12.2 Strijdig gebruik

Tot een strijdig gebruik wordt in ieder geval gerekend:

  • a. Het gebruik van gronden, gebouwen en bouwwerken zonder dat voldoende parkeergelegenheid zoals bedoeld in artikel 12.1 aanwezig is en duurzaam in stand wordt gehouden.

Hoofdstuk 4 Overgangs- en slotregels

Artikel 13 Overgangsrecht

13.1 Overgangsrecht bouwwerken
13.1.1 Overgangsbepaling

Een bouwwerk dat op het tijdstip van inwerkingtreding van het bestemmingsplan aanwezig of in uitvoering is, dan wel gebouwd kan worden krachtens een omgevingsvergunning voor het bouwen, en afwijkt van het plan, mag, mits deze afwijking naar aard en omvang niet wordt vergroot,

  • a. gedeeltelijk worden vernieuwd of veranderd;
  • b. na het teniet gaan ten gevolge van een calamiteit geheel worden vernieuwd of veranderd, mits de aanvraag van de omgevingsvergunning voor het bouwen wordt gedaan binnen twee jaar na de dag waarop het bouwwerk is teniet gegaan.
13.1.2 Afwijking

Het bevoegd gezag kan eenmalig in afwijking van het bepaalde in artikel 13.1.1 een omgevingsvergunning verlenen voor het vergroten van de inhoud van een bouwwerk als bedoeld in artikel 13.1.1 met maximaal 10%.

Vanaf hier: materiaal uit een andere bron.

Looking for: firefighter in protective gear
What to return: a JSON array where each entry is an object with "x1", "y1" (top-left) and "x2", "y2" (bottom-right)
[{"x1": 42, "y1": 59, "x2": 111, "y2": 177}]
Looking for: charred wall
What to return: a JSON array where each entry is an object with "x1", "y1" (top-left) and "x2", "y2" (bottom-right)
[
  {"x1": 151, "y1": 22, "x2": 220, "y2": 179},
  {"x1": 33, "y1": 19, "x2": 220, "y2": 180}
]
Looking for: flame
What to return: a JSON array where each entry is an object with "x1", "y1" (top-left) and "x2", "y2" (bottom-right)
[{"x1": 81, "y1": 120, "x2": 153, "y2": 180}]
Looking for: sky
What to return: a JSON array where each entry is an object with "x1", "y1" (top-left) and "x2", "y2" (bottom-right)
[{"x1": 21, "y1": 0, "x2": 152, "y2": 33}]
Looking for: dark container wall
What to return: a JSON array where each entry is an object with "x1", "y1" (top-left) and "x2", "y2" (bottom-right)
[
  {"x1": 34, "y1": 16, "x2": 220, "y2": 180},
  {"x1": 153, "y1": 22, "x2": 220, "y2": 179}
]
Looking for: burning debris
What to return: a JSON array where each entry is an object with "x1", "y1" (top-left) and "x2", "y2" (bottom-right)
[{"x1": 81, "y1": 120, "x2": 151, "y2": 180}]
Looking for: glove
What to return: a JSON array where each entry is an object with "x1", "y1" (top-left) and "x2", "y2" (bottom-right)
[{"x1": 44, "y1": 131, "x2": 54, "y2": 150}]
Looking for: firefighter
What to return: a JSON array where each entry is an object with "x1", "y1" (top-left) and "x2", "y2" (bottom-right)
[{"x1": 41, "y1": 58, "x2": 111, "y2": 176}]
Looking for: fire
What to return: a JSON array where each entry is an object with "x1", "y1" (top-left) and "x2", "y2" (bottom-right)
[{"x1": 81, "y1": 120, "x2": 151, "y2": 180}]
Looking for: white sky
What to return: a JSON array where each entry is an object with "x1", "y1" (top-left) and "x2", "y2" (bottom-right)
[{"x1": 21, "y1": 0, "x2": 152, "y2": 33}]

13.1.3 Uitzondering op het overgangsrecht bouwwerken

Artikel 13.1.1 is niet van toepassing op bouwwerken die weliswaar bestaan op het tijdstip van inwerkingtreding van het plan, maar zijn gebouwd in strijd met het daarvoor geldende plan, daaronder begrepen de overgangsbepaling van dat plan.

13.2 Overgangsrecht gebruik
13.2.1 Overgangsbepaling

Het gebruik van grond en bouwwerken dat bestond op het tijdstip van inwerkingtreding van het bestemmingsplan en hiermee in strijd is, mag worden voortgezet.

13.2.2 Strijdig gebruik

Het is verboden het met het bestemmingsplan strijdige gebruik, bedoeld in artikel 13.2.1, te veranderen of te laten veranderen in een ander met dat plan strijdig gebruik, tenzij door deze verandering de afwijking naar aard en omvang wordt verkleind.

13.2.3 Verboden gebruik

Indien het gebruik, bedoeld in artikel 13.2.1, na het tijdstip van inwerkingtreding van het plan voor een periode langer dan een jaar wordt onderbroken, is het verboden dit gebruik daarna te hervatten of te laten hervatten.

13.2.4 Uitzondering op het overgangsrecht gebruik

Artikel 13.2.1 is niet van toepassing op het gebruik dat reeds in strijd was met het voorheen geldende bestemmingsplan, daaronder begrepen de overgangsbepalingen van dat plan.

Artikel 14 Slotregel

Deze regels worden aangehaald als:

Regels van het bestemmingsplan 'Tiel West - Papesteeg 95'.